If you are a business, HMRC may ask for cash flow forecasts, recent bank statements, and information about outstanding invoices or upcoming contracts.

Interest during a Time to Pay arrangement

Interest continues to accrue on the outstanding balance throughout the TTP period. The current rate is 8.25% per annum (from May 2025), calculated daily. Each payment you make reduces the balance and therefore reduces the daily interest charge. Paying early or paying more than the agreed amount saves money on interest.

What happens if you miss a payment?

Missing a TTP instalment puts the arrangement at risk. Contact HMRC immediately if you think you will miss a payment. HMRC may be willing to renegotiate the terms, particularly if your circumstances have changed. If you do not contact HMRC and simply miss payments, the arrangement is likely to be cancelled.
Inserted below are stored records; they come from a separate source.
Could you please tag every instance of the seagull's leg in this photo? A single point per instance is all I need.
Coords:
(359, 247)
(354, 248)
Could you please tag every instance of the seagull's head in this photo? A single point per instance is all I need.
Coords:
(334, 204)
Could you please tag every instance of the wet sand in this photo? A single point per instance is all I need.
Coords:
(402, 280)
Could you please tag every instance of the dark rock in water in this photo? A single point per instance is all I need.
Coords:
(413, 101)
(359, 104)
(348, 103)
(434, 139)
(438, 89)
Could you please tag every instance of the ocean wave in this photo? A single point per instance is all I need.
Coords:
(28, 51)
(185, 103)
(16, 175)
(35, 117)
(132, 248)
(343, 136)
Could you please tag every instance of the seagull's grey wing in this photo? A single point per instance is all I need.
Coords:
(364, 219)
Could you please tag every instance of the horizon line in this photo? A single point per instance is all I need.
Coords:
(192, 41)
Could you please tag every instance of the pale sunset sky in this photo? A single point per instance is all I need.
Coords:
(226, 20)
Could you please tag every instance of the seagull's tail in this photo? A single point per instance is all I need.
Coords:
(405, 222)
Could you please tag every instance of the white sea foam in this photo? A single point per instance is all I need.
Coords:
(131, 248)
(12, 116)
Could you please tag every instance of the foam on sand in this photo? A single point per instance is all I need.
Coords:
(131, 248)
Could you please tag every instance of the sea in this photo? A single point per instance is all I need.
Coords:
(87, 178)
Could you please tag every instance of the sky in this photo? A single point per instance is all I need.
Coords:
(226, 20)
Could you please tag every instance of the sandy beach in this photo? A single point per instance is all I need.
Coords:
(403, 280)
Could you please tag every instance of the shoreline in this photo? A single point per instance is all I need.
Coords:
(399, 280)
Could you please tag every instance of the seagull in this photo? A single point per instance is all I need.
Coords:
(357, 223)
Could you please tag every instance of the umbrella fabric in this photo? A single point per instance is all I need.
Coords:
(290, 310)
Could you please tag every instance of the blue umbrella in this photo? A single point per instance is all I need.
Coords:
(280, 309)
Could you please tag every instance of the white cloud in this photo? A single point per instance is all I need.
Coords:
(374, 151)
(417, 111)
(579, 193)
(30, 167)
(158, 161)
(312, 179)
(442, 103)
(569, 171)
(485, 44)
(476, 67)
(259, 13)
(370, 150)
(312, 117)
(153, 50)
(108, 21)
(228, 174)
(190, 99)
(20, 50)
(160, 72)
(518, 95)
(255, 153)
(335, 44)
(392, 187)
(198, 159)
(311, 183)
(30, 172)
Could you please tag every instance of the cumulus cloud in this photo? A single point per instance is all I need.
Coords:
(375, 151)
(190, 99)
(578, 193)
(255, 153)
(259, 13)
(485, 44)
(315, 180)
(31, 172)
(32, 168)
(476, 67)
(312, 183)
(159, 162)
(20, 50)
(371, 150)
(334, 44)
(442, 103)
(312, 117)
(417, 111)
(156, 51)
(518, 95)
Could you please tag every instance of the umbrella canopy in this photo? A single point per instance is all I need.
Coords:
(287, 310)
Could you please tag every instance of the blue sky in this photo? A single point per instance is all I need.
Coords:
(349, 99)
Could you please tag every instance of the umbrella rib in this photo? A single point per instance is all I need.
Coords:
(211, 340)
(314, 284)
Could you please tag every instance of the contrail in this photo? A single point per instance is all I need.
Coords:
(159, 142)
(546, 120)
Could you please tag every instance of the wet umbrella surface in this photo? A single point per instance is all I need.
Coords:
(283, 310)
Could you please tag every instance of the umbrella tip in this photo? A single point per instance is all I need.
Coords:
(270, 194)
Once a TTP is cancelled, penalties can recommence on the outstanding balance and HMRC may take enforcement action.

Tips for a successful TTP application

  • Apply as early as possible, ideally before the payment deadline.
  • File all outstanding returns before applying.
  • Propose a realistic amount. Offering more than you can sustain and then missing payments is worse than proposing a longer, lower-amount plan.
  • Offering a part-payment upfront alongside a TTP for the remainder is viewed positively by HMRC.
  • Keep future tax obligations up to date. HMRC will not continue a TTP if you are accumulating new debts.
Disclaimer: This guide provides general information only. It is not regulated financial or legal advice. Figures are accurate as of March 2026 and are subject to change. Consult a qualified accountant for advice specific to your circumstances.